I have found at the youth and high school levels you must keep things basic. Some may argue that you cannot fully challenge an athlete if you keep things basic but I am not implying that to the least.
What I am saying is keep the game simple, meaning stick to the fundamentals and discipline that creates winners – terrific ball handling, timely passing, disciplined defense, control of the boards, and a motion offense that delivers high percentage shots.
When you keep things simple, you create a brand of basketball that is both basic yet challenging. The challenging nature presents itself through the coach, the individual responsible for driving the athletes and pushing them to limits they never thought possible. Your job is to find the potential of your players and then demand they reach that point of expectation.
John Wooden said he never let his players get satisfied, he never let the coaches get satisfied, and he damn sure never became satisfied.
Basketball, like any sport, is a series of challenges to improve your individual game and the success of the entire team.
Basic Basketball Tips: Ball Handling
A lot of coaches prefer to begin each and every practice with some simple ball handling drills. I agree with this philosophy for several reasons.

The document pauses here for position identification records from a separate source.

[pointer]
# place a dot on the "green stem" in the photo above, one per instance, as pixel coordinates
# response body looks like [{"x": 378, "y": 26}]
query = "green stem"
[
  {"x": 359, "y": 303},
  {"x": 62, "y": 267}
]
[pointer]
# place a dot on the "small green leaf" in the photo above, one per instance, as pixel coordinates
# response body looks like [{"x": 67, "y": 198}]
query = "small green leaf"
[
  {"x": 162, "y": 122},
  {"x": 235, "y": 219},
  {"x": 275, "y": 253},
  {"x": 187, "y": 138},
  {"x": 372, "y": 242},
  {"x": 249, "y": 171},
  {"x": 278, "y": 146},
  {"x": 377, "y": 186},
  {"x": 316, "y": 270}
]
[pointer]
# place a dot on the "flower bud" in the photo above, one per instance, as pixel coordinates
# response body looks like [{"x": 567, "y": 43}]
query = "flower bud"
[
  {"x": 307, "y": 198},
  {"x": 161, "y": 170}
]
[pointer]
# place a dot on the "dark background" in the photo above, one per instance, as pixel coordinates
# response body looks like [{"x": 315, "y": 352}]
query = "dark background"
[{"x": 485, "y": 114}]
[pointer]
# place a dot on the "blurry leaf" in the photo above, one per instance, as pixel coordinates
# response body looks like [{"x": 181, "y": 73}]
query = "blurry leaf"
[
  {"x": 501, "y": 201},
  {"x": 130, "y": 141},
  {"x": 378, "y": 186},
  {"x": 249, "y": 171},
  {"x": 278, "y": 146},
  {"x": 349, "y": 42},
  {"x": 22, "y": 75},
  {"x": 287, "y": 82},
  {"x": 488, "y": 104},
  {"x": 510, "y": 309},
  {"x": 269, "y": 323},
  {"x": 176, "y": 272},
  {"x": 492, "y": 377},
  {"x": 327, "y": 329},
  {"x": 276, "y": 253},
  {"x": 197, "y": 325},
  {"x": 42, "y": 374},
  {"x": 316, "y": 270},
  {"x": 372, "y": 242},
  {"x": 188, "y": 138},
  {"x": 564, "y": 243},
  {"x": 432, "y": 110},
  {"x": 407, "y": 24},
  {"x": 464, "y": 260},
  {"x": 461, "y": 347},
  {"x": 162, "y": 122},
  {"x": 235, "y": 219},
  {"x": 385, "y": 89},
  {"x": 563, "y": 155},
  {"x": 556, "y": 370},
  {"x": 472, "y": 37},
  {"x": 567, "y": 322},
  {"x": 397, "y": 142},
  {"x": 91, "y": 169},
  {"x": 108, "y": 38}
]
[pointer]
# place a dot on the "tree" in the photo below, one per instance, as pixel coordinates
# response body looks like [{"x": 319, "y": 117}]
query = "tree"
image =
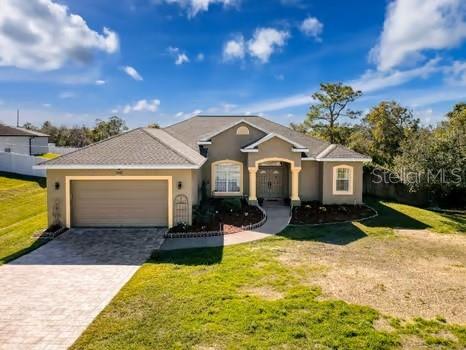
[
  {"x": 332, "y": 104},
  {"x": 389, "y": 125},
  {"x": 105, "y": 129}
]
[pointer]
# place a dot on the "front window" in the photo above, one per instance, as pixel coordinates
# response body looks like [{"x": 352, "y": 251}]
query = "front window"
[
  {"x": 228, "y": 178},
  {"x": 342, "y": 180}
]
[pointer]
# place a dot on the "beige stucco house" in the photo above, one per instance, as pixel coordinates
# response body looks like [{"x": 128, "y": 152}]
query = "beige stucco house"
[{"x": 153, "y": 177}]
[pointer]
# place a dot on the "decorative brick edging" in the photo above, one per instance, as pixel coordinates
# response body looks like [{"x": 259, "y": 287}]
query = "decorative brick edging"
[{"x": 233, "y": 229}]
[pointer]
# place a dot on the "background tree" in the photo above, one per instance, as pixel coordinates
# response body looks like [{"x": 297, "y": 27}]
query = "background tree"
[
  {"x": 332, "y": 105},
  {"x": 383, "y": 130}
]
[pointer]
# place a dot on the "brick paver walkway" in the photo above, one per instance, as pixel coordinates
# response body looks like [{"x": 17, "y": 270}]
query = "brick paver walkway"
[{"x": 50, "y": 296}]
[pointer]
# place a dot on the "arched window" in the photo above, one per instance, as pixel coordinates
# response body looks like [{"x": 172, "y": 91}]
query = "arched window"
[
  {"x": 242, "y": 130},
  {"x": 227, "y": 178},
  {"x": 342, "y": 179}
]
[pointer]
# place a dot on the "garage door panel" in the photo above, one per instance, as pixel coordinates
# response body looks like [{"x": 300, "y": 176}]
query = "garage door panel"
[{"x": 119, "y": 203}]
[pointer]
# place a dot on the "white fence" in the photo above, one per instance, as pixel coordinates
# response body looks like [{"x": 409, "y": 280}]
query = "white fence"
[
  {"x": 20, "y": 164},
  {"x": 60, "y": 150}
]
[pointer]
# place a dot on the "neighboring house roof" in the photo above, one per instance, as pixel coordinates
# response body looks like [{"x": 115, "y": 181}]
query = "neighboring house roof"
[
  {"x": 139, "y": 148},
  {"x": 6, "y": 130}
]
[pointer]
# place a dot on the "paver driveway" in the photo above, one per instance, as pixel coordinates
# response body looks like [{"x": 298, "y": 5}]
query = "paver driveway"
[{"x": 48, "y": 297}]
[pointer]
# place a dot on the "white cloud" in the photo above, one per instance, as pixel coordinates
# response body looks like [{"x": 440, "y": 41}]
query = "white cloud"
[
  {"x": 142, "y": 106},
  {"x": 133, "y": 73},
  {"x": 312, "y": 27},
  {"x": 377, "y": 80},
  {"x": 66, "y": 95},
  {"x": 234, "y": 49},
  {"x": 42, "y": 35},
  {"x": 181, "y": 58},
  {"x": 265, "y": 41},
  {"x": 413, "y": 26},
  {"x": 194, "y": 7}
]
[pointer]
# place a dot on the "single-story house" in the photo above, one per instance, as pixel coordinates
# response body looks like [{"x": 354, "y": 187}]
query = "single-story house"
[
  {"x": 153, "y": 177},
  {"x": 23, "y": 141}
]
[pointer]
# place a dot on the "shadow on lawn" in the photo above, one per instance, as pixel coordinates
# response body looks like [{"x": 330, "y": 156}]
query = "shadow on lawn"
[{"x": 195, "y": 256}]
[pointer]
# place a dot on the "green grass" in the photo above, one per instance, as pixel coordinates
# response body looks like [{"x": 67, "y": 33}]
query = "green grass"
[
  {"x": 49, "y": 155},
  {"x": 245, "y": 297},
  {"x": 23, "y": 212}
]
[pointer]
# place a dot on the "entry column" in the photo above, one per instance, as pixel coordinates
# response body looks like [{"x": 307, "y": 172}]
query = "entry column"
[
  {"x": 295, "y": 185},
  {"x": 252, "y": 185}
]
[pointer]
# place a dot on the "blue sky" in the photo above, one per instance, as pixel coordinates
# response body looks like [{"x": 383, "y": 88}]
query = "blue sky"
[{"x": 164, "y": 60}]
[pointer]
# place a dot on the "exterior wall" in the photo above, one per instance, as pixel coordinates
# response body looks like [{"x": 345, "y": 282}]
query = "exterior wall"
[
  {"x": 310, "y": 181},
  {"x": 17, "y": 144},
  {"x": 20, "y": 144},
  {"x": 39, "y": 145},
  {"x": 274, "y": 148},
  {"x": 327, "y": 184},
  {"x": 227, "y": 145},
  {"x": 57, "y": 198}
]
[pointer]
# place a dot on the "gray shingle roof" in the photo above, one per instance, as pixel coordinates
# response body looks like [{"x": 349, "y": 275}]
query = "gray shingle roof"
[
  {"x": 192, "y": 130},
  {"x": 138, "y": 147},
  {"x": 6, "y": 130}
]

Ball handling is absolutely integral to the game much in the same way “dribbling” is in soccer. Your guards need to handle the ball consistently or you’re in for a long season. However, you shouldn’t stop there. Championship teams win because they take care of the ball better than their opponents. Challenge your forwards and even center to handle the rock with care.
Basic Basketball Tips: Passing
Don Meyer, the highest winning coach in NCAA men’s basketball says that, “timing + accuracy + quickness + deception = passing.” Passing is so important to the game of basketball yet often overlooked in practice. Players need to understand the importance of passing and the many types of passes available at this disposal. Do not forget to preach ball fakes, a lost art in the game today.
Basic Basketball Tips: Disciplined Defense
Different coaches have different philosophies in regards to defense. Some coaches will stress intense ball pressure while others prefer a zone or a safe and conservative brand of D. Teach the basic defensive principles and technique.
Unfortunately, defense is a lot less hands on for the coach because the majority of success on defense results from effort. Either your team will give you the effort you need or your team will be poor on that end of the floor. Make this point clear. It’s all about focus and effort.
Basic Basketball Tips: Control the Boards
You can eliminate turnovers but if your team is killed on the glass, you’re almost giving them an invitation to win. A lot of people believe solid rebounding is merely a result of height. This is not true. Sure, it helps to have a huge team but if they still do not box out, they are prone to getting beat to the ball. Small teams can rebound the rock highly productively with a lot of effort and discipline.
Remember, a great defense will force low percentage shots but it’s all in vain if you do not box out for the rebound and they get second, third, or even fourth chances.
Basic Basketball Tips: Motion Offense to High Percentage Shots
If you play disciplined defense and control the boards, the only two things left are to take care of the ball and work for a high percentage shot. The three point line is a very valuable tool but unfortunately players often misuse it in today’s game by jacking up poor shots. It doesn’t matter what type of offense you run, but you need terrific movement (both with the ball and off-the-ball) in order to work for a high percentage shot. Work on shot mechanics by continually preaching the importance of being ready to shoot before you receive the ball and the value of a follow thru (two lost arts in shooting).
Basic Basketball Tips: Intelligence
Some things you cannot teach. Intelligence of the game, or a high basketball IQ, is generally the result of a player taking extra time to study the game and learn about it on their own. Some players have a natural instinct or feel for the game, and some do not. One thing you can do with your team every year (as borrowed from Don Meyer) is to hand out a contract at the start of the year to each player and ask them to circle one:
This year I want to be:
“A Player, Coach, or Official.”
It’s important to constantly remind the players that their job is to play, your job is to coach, and the ref’s job is to ref. You only expect them to play not to coach or ref.